Though the sudden exit of two key partners, Lalu Yadav and Ram Vilas Paswan precipitated the demise of the UPA, the signs were there much earlier. The Congress got into a fight with many of its partners. Sharad Pawar's naked ambition and his maneuverings to get more seats in Maharashtra provided a clue.Now the PMK in Tamil Nadu has defected to the AIADMK, considerably weakening the coalition. Other, smaller groupings are chafing too. What is left behind cannot be really called the UPA.

A similar problem, on a smaller scale, is being seen with the National Democratic Alliance. Naveen Patnaik craftily parted ways with his decade-old partners the BJP. If the BJP persists with defending Varun Gandhi, they could find Nitish Kumar too decamping. Nitish suddenly sees himself as a prospective Prime Minister-he is not going to risk that chance because of some political upstart who couldn't control his tongue. The BJP's bigger worry is internal warfare which could exacerbate after the polls, especially if the party does poorly in the elections.

Thus, both formations built around national parties are in trouble and the regional parties, big and small are emerging as key players. Some have got together to form a loose confederation, which is in search of a name. Excited political pundits, ever on the lookout for that elusive beast, the non-Congress, non-BJP coalition, have already anointed it as the next government. This has happened before, they tell us - in 1989 and again in 1996 - and could definitely happen again. Is this so? Let us examine the evidence as it stands today.

It is a given that to form any future government, the "Third Front" will have to cobble together 272 seats, which implies that the two big parties between them should get less than that number. But is it as simple as that? Assume that the Congress and the BJP combined do not get more than 250 seats. The rest should theoretically not have a problem forming the majority. But the "rest" includes parties that will not, under any circumstances, come together. Yes, we know that politics makes strange bedfellows, but it is highly improbable that Lalu will sit with Nitish, AIADMK with DMK or Mulayamwith Mayawati. That would leave out between 70-90 members out, whichever way one counts it. The Front would collapse before it is built.

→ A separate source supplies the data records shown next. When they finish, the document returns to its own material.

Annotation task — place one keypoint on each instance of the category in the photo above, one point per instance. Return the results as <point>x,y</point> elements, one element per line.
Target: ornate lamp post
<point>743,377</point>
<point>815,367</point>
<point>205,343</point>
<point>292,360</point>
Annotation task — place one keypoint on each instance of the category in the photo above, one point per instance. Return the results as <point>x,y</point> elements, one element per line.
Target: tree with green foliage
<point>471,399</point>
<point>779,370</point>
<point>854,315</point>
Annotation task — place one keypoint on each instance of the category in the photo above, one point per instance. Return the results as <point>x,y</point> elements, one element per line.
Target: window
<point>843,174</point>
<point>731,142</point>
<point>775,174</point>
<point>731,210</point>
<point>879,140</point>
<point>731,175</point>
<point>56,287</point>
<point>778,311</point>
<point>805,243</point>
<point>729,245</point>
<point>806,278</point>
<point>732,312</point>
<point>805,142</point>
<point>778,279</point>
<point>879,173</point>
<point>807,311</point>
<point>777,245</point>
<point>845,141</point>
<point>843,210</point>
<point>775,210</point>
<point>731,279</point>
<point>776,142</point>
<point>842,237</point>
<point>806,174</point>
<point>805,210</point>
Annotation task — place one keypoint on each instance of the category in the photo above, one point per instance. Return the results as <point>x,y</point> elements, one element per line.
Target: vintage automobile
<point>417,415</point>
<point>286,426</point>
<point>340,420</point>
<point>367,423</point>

Which leaves open two other possibilities-a Front supported by the BJP or the Congress, from the outside. That too has many precedents, the last one being the Congress supported governments of H D Deve Gowda and I K Gujral. The Congress would be happy to keep the BJP out and the BJP would return the compliment. Such a formation will be a fragile one and may not last for more than two years, if past experience is anything to go by. This is what many, including the stock markets are factoring into their calculations and getting jittery about.

But in all these calculations, the probability - however remote - that the Congress or the BJP would do better than most people give them credit for is rarely considered. The collapse of the two national parties is seen as a foregone conclusion; anti-incumbency, weak organization, lack of any wave in favour of either, public anger all are cited as reasons for their imminent poor performance.

The Congress is dismissed for having not performed during it'sr five years in power and the "India Shining" story, which numbed the NDA into believing that it would win once more, is held out as an example of foolhardy thinking. Indeed, the very fact that the Congress's allies are deserting it is seen as a vindication that the party will perform poorly. The same is the story with the NDA.

But we must consider yet another possibility-that of an entirely new alliance forming after the elections. It may not be the UPA or even the NDA, as we know them, but could have a big, national party at its centre and a different name. All the smaller parties, which have opted out to fight the polls on their own could happily come back if they see their future lies with a big party-led coalition rather than with other smaller parties each of which would be tugging in a different direction. New permutations and combinations could be formed-a PMK-AIADMK formation could easily be incorporated into a new "UPA" as much as the BJD walking back into a new "NDA."

Thus, the pre-poll scenario of every one fighting on their own should not concern us as much as what the post-poll arrangements will be. In politics, tomorrow is always another day.